Tapez « agence création site internet » dans Google : vous trouverez des classements qui en alignent des dizaines. Le choix ne manque pas. Ce qui manque, c’est un moyen de savoir laquelle convient à votre projet. La meilleure agence de création de site internet, pour vous, se reconnaît à des preuves que vous pouvez vérifier vous-même avant de signer. Les maquettes et le discours commercial viennent après.
Comment choisir son agence de création de site internet ? La réponse courte
Une agence de création de site internet se choisit en quatre gestes : écrire votre besoin sur une page, envoyer ce même brief à trois agences pour obtenir des devis comparables, vérifier celle que vous retenez sur trois sources gratuites, puis signer un contrat qui vous rend titulaire du nom de domaine et des droits sur le site. Concrètement, choisir une agence de création de site internet revient à regarder comment elle conduit un projet, pas seulement ce qu’elle a déjà livré.
Qu’est-ce qu’il faut avoir écrit avant d’appeler une agence ?
Un brief d’une page suffit, à condition de l’écrire avant le premier appel. Sans lui, chaque agence chiffre le site qu’elle imagine, et les trois devis que vous recevez ne portent pas sur le même projet. Avec lui, les écarts de prix deviennent lisibles.
Huit lignes font le travail :
- L’objectif, chiffré si possible : dix demandes de contact par mois, des ventes en ligne, des candidatures.
- Les pages : leur nombre et leur rôle (accueil, services, réalisations, contact).
- Les fonctionnalités : prise de rendez-vous, paiement en ligne, espace client, blog.
- L’identité visuelle : logo, couleurs et typographies existants, ou à créer.
- Les contenus : textes et photos fournis par vous, ou produits par l’agence.
- La mise à jour : qui modifiera les textes et les photos une fois le site en ligne (vous, un salarié, l’agence).
- Le budget : une enveloppe, même large, pour écarter les propositions hors de portée.
- L’échéance : la date de mise en ligne visée, et ce qui la justifie (un salon, un lancement, une saison).
Avez-vous besoin que l’agence crée votre identité visuelle ?
Oui si vous n’avez ni logo ni charte graphique ; non si vous en avez déjà une, et l’agence doit alors la respecter plutôt que la réinventer. L’identité visuelle, ou direction artistique (DA), regroupe les choix qui rendent une marque reconnaissable : le logo, les couleurs, les typographies, le style des photos.
Ce point pèse directement sur le prix. Un site très basique peut se créer avec 500 €, à condition de disposer déjà des éléments graphiques de base, comme un logo et une palette de couleurs.
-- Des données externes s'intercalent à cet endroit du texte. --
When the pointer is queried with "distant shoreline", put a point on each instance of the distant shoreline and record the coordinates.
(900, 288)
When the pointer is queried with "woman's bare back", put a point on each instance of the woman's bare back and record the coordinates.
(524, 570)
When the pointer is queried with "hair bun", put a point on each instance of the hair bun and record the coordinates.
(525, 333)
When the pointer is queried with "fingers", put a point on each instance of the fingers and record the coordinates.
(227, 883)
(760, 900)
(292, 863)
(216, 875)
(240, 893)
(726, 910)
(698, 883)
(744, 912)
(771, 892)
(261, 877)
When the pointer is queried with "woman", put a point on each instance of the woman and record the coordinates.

Sans eux, l’agence doit les concevoir avant la première maquette, et le devis s’allonge d’autant.
Deuxième question, à ne pas confondre avec la première : le design sera-t-il créé pour vous, ou adapté d’un thème, un modèle de site vendu prêt à l’emploi ? Les deux se défendent. Un thème coûte moins cher et se livre plus vite, des maquettes sur mesure donnent un site que personne d’autre n’a. Ce qui ne se défend pas, c’est de payer du sur-mesure pour recevoir un thème à peine retouché. Demandez à voir les maquettes avant le développement, et le nom du thème s’il y en a un.
Le portfolio vous dit ce que l’agence sait faire. Si tous ses sites se ressemblent, elle applique le même style à chaque client. S’ils ont chacun leur univers, elle part de la marque.
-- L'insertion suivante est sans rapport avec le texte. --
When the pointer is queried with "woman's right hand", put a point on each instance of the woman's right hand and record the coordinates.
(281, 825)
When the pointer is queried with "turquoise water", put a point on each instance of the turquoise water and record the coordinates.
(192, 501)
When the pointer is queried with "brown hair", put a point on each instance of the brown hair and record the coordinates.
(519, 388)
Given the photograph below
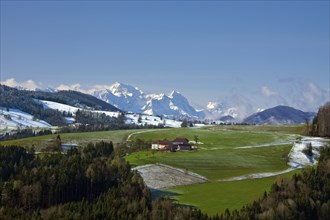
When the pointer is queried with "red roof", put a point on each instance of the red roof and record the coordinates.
(183, 140)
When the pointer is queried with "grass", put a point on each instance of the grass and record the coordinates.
(216, 159)
(219, 160)
(222, 136)
(215, 197)
(81, 139)
(219, 164)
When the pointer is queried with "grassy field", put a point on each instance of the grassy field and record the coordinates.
(218, 158)
(222, 136)
(219, 164)
(81, 139)
(215, 197)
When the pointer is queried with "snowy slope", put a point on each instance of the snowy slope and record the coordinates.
(132, 99)
(124, 97)
(216, 111)
(15, 118)
(130, 117)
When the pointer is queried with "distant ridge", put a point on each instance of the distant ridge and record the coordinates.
(280, 115)
(132, 99)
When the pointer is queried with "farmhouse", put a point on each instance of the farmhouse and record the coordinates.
(176, 144)
(162, 145)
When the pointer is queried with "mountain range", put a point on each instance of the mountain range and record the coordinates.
(131, 99)
(280, 115)
(119, 96)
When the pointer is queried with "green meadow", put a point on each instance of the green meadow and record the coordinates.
(215, 197)
(218, 157)
(81, 139)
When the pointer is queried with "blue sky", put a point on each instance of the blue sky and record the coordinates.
(272, 52)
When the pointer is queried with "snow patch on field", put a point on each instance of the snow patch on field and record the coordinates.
(297, 158)
(158, 176)
(131, 118)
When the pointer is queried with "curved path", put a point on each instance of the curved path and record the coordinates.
(297, 159)
(144, 131)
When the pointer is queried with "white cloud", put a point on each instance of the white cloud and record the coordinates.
(29, 84)
(267, 92)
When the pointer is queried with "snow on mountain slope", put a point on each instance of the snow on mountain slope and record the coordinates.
(215, 110)
(15, 118)
(124, 97)
(130, 117)
(131, 99)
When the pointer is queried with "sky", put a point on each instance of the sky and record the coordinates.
(252, 53)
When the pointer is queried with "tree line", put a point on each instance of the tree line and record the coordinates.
(95, 182)
(321, 123)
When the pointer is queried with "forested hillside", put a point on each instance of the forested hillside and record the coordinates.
(24, 101)
(321, 123)
(92, 183)
(95, 183)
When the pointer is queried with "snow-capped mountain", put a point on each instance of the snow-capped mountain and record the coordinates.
(215, 110)
(131, 99)
(124, 97)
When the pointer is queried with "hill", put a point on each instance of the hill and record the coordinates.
(25, 100)
(280, 115)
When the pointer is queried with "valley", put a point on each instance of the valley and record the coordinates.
(206, 178)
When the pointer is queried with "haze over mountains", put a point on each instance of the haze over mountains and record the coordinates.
(175, 105)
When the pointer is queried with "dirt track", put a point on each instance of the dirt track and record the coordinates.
(157, 176)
Si l’agence crée votre logo, la cession des droits d’auteur est à prévoir dans le contrat comme pour le reste du site.
| À retenirSans logo ni charte, l'identité visuelle se crée avant les maquettes et se budgète à part. Avec une charte existante, l'agence la respecte. |
Quelle technologie pour votre site : WordPress, Shopify, Wix ou sur-mesure ?
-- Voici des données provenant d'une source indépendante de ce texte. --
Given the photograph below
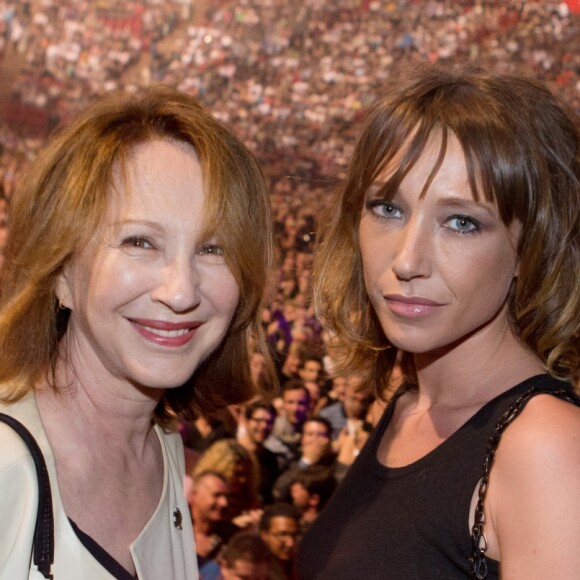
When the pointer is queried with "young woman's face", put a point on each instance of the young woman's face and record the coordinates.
(149, 298)
(437, 269)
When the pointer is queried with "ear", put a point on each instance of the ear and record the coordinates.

La bonne technologie dépend de ce que le site doit faire et de la personne qui le mettra à jour. Une troisième question se pose avant de signer : pourrez-vous partir avec votre site ? La plupart des sites reposent sur un CMS, un logiciel qui permet de créer et de modifier ses pages sans écrire de code. Quatre options, quatre niveaux de liberté :
Quatre technologies, quatre niveaux de liberté
| Technologie | Ce que c’est | Adaptée à | Pouvez-vous partir avec ? |
|---|---|---|---|
| WordPress | CMS libre, utilisé pour plus d’un tiers des sites dans le monde selon France Num | Sites vitrines, blogs, sites qui évoluent souvent | Oui : le site s’installe chez l’hébergeur de votre choix |
| Shopify | Plateforme e-commerce hébergée, payée par abonnement mensuel | Boutiques en ligne qui veulent démarrer vite | En partie : vous pouvez changer d’agence, mais le site reste sur la plateforme |
| Wix | Créateur de sites en ligne, hébergé par Wix | Sites simples, gérés par vous-même | Non : le site doit être hébergé sur ses serveurs pour fonctionner |
| Sur-mesure | Site développé spécifiquement, sans CMS du marché | Fonctions spécifiques : espace client, outils métier connectés | Oui, si le code et sa documentation vous sont remis |
Deux questions suffisent à y voir clair. D’abord : pourquoi cette technologie pour mon projet ? Une réponse qui parle de vos besoins (vendre en ligne, publier souvent, connecter votre caisse) vaut mieux qu’une réponse qui parle des habitudes de l’agence. Ensuite : qui mettra le site à jour ? Si c’est vous, exigez une interface que vous savez utiliser et une formation à la livraison. Si c’est l’agence, chiffrez la maintenance dès le devis : un site WordPress, par exemple, demande des mises à jour régulières du logiciel, du thème et des extensions.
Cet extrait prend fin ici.